According to the National Brain Tumor Society, “An estimated 700,000 Americans are living with a brain tumor. 69.8% of brain tumors are benign, and 30.2% of brain tumors are malignant. An estimated 87,240 people will receive a primary brain tumor diagnosis in 2020. The average survival rate for all malignant brain tumor patients is only 36%.”

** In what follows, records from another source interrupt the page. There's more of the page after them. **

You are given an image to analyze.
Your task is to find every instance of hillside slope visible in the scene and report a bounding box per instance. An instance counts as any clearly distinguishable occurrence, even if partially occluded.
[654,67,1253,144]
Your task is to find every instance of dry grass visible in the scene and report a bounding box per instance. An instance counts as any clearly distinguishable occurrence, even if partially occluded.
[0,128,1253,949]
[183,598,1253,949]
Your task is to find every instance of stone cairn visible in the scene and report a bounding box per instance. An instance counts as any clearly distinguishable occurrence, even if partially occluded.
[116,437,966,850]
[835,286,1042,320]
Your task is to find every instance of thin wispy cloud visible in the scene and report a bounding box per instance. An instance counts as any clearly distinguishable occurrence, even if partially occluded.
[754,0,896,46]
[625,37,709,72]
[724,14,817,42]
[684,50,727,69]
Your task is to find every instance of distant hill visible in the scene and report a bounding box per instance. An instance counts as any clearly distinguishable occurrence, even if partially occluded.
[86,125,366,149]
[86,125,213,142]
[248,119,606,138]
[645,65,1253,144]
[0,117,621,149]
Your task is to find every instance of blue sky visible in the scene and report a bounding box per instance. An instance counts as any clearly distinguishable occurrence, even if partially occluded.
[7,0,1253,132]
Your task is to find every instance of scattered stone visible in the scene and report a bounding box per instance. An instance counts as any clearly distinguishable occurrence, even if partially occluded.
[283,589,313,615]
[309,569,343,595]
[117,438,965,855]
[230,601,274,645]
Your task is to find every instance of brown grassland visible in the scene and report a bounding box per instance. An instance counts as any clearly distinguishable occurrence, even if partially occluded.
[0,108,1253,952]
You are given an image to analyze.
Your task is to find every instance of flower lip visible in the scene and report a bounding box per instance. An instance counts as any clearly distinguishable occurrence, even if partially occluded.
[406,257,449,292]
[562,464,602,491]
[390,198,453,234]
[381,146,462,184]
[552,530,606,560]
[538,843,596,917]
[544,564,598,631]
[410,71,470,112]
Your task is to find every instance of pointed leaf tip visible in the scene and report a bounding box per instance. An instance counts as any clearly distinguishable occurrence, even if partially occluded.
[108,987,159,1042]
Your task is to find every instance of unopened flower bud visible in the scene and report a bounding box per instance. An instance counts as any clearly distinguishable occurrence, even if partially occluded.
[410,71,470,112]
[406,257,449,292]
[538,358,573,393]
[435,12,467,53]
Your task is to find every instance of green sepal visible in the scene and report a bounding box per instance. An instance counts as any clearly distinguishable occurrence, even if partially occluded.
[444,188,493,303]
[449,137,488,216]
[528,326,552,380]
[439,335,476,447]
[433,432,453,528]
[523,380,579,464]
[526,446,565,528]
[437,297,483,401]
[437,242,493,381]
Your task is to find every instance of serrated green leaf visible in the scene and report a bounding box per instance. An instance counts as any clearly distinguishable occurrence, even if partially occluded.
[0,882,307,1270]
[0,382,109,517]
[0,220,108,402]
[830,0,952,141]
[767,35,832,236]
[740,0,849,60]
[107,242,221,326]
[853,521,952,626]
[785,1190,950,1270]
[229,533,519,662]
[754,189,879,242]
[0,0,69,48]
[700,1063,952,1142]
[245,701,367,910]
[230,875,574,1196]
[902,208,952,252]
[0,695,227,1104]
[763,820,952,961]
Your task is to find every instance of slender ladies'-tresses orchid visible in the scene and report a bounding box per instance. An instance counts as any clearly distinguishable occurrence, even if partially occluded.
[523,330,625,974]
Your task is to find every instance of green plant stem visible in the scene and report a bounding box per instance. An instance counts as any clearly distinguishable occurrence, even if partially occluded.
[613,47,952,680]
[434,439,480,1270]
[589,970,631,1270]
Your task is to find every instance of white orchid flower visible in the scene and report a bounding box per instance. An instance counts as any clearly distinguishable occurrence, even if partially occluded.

Picture A is a preoperative MRI image of a 2-year old boy with a brain tumor, and picture B is a postoperative MRI scan showing a small enhanced tumor remnant, which was then treated with adjuvant chemotherapy. The American Brain Tumor Association (ABTA) states that 4,600 children will be diagnosed with brain tumors in 2020.
A major effort to leverage federated learning to advance detection of brain tumors was recently announced by Intel Labs. In cooperation with the Perelman School of Medicine at the University of Pennsylvania (Penn Medicine), Intel Labs is joining forces with 29 research and health care institutions to address brain tumor detection by leveraging federated learning among other machine learning techniques. This approach requires a massive amount of data.
Federated learning is currently used by several entities in major industries that require the highest levels of privacy and security, including pharmaceuticals, telecommunications and defense. The technique uses machine learning to train an algorithm over many distributed servers and edge devices that collect and hold data samples, without exchanging data samples between them. This privacy-centric approach is a far cry from the highly centralized approach of most machine learning techniques.
Intel Labs and Penn Medicine first brought federated learning to light in this area with the publication and presentation of a 2018 research paper called “Multi-institutional Deep Learning Modeling Without Sharing Patient Data: A Feasibility Study on Brain Tumor Segmentation.” The paper describes the importance of semantic segmentation of images from large datasets when creating deep learning models. It also addresses the complicated legal, technical and privacy-oriented challenges of creating such a dataset, emphasizing that federated learning could address these issues with a large-scale collaboration and proper expertise. The paper also highlights the fact that a federated learning approach could “train a model to over 99% of the accuracy of a model trained in the traditional, non-private method.”
To address the challenges of verifying the efficacy of federated learning in detection of brain tumors, Penn Medicine created an ongoing initiative called the Brain Tumor Segmentation (BraTS) Challenge . Semantic segmentation is also known as image segmentation. This technique organizes parts of an image into the same object class using a form of pixel-level prediction. In pixel-level prediction, each pixel in an image receives a specific categorical classification.
BraTS 2020 will evaluate segmentation of brain tumors in multimodal magnetic resonance imaging (MRI) scans in four phases:
- Utilizing preoperative MRI scans to focus on segmentation of heterogeneous brain tumors, focusing specifically on gliomas.
- Predicting overall survival of patients.
- Making a distinction between tumor psuedoprogression (an increase in lesion size following treatment) and true tumor recurrence through integrative analyses of machine learning algorithms and “integrative analyses of radiomic features”.
- Evaluating the algorithmic uncertainty of brain tumor segmentation.
Bottom Line
The combined conglomerate includes institutions from India, Switzerland, Germany, Canada, the United States, the UK and the Netherlands. Penn Medicine, Intel Labs and the 29 international health care and research institutions will create a state-of-the-art AI model that is trained on the largest brain tumor dataset. By using federated learning, the group hopes to ensure that all data used to train the model will remain private and local.